Tomás Vasques –
Jornal i, opinião
O caminho trilhado
por este governo não era inevitável, como muito boa gente nos quer fazer crer
Portugal perdeu 98
600 empregos só nos primeiros três meses deste ano, o que corresponde a uma
perda de 1 100 empregos por dia, quase duplicando a média diária de perda de
empregos nos últimos doze meses. Mas o que torna tudo ainda mais dramático é
que esta situação vai piorar substancialmente nos próximos anos, pela contínua
destruição do nosso frágil tecido económico, como resultado das políticas de
austeridade impostas pelo governo desde há dois anos e a continuar com aquelas
que estão na forja, nomeadamente a destruição, a curto prazo, de dezenas de
milhares de empregos no funcionalismo público. Pior ainda: para a esmagadora
maioria dos que perderam o emprego e dos que o vão perder nos próximos tempos,
a esperança de voltar a trabalhar, seja em que profissão for, é quase nula, o
que significa irremediavelmente, não apenas uma mudança no nível de vida e nos
hábitos de consumo, mas a condenação à pobreza de milhões de portugueses de
várias gerações. A insegurança, o medo de perder o emprego e a casa faz com que
grande parte do país caminhe cabisbaixo para uma situação muito próxima da
miséria, do chicote e da emigração que vivemos nos anos cinquenta e sessenta do
século passado.
O caminho trilhado
por este governo não era inevitável, como muito boa gente nos quer fazer crer,
por ingenuidade ou má-fé, apesar de sabermos dos sacrifícios necessários à
consolidação orçamental e à competitividade económica. O destino que este
governo nos traçou foi uma opção de raiz ideológica. Da mesma maneira que a
direita alemã, chefiada por Wolfgang Schäuble e Angela Merkel usaram a crise
das "dívidas soberanas", protelando qualquer decisão, a nível da zona
euro, que lhe pusesse cobro ou contivesse a ganância predadora dos
"mercados", para meter a ferro e fogo os povos do Sul da Europa,
também Vítor Gaspar e Passos Coelho, discípulos desta "solução final"
gizada por Berlim, aproveitaram o "memorando" da troika para levarem
a cabo uma política de terra queimada, de destruição da classe média, de
salários baixos, de protecção social mínima, de um exército de desempregados,
de miséria generalizada e sofrimento.
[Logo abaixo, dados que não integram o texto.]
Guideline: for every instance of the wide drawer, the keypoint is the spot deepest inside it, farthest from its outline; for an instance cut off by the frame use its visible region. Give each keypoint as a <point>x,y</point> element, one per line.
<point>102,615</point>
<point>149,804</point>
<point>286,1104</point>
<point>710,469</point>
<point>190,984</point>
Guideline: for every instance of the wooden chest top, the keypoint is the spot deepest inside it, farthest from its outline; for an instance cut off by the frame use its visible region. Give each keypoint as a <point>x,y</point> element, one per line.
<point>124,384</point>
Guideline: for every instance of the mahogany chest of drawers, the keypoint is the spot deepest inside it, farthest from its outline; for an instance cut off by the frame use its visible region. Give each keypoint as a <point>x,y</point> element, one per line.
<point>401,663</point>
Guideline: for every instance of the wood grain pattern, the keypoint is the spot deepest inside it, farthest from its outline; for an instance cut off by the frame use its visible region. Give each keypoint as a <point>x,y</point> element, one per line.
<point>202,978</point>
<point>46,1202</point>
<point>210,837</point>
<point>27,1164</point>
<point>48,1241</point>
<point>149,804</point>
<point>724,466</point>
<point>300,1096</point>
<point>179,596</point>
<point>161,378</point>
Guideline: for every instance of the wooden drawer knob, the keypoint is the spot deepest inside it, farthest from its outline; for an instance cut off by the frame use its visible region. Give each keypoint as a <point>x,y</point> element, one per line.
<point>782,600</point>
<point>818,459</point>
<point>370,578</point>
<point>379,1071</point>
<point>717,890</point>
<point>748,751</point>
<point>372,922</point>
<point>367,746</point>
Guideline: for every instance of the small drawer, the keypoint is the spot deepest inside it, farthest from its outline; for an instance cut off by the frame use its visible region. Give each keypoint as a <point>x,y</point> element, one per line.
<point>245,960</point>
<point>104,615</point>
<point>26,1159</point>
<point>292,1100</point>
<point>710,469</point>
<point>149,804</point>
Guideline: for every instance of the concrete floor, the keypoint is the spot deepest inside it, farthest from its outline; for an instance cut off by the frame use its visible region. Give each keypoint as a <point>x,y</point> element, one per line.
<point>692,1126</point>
Esta sórdida política revanchista urdida
em surdina (os portugueses tomaram conhecimento através de um relatório do FMI
que o "corte na despesa" será feito em menos um ano do que
anteriormente tinha sido dito) não descura sequer os pormenores, como é o
exemplo do adiamento, para Novembro, do pagamento do subsídio de férias a funcionários
públicos e pensionistas.
Os resultados desta
política estão à vista: o défice orçamental está incontrolável e a dívida
externa dispara por aí acima todos os meses, inutilizando todos os sacrifícios
exigidos à maioria dos portugueses. Por todo o lado surgem críticas a esta
"solução final", mesmo no seio da oligarquia que decide sobre a vida
de milhões de pessoas. Relatórios do FMI questionam as medidas do programa de
"ajustamento" aplicado à Grécia, e, por tabela, a Portugal, enquanto
Jean-Claude Juncker, primeiro-ministro do Luxemburgo e anterior presidente do
Eurogrupo, desabafa: "Foi erro nosso dar ouvidos aos gurus dos
mercados".
É neste quadro de
desmoronamento social que deve ser vista a greve dos professores marcada para
os dias dos exames. Ameaçados no que, neste momento, têm de mais sagrado - o
emprego -, usam um dos mais elementares direitos democráticos à sua disposição
para se defenderem das prepotências do governo. Muita gente
"bem-pensante" veio condenar a decisão dos Sindicatos dos Professores,
argumentando que a greve só prejudica os alunos e os pais, acompanhando o
primeiro-ministro quando disse que os professores podiam expressar o seu
descontentamento na greve geral marcada para 27 de Junho, ou que iria alterar a
lei da greve para impedir estas situações. A "democracia" dos gurus
dos mercados admite o direito à greve, desde que sejam marcadas ao domingo ou
em dias feriados, para não "prejudicar" ninguém. Caso contrário,
acaba-se com esse direito e outros direitos que por aí circulam e que
"prejudicam a recuperação económica e financeira do país". Da
indigência já ninguém nos salva, ao menos que se salve a democracia.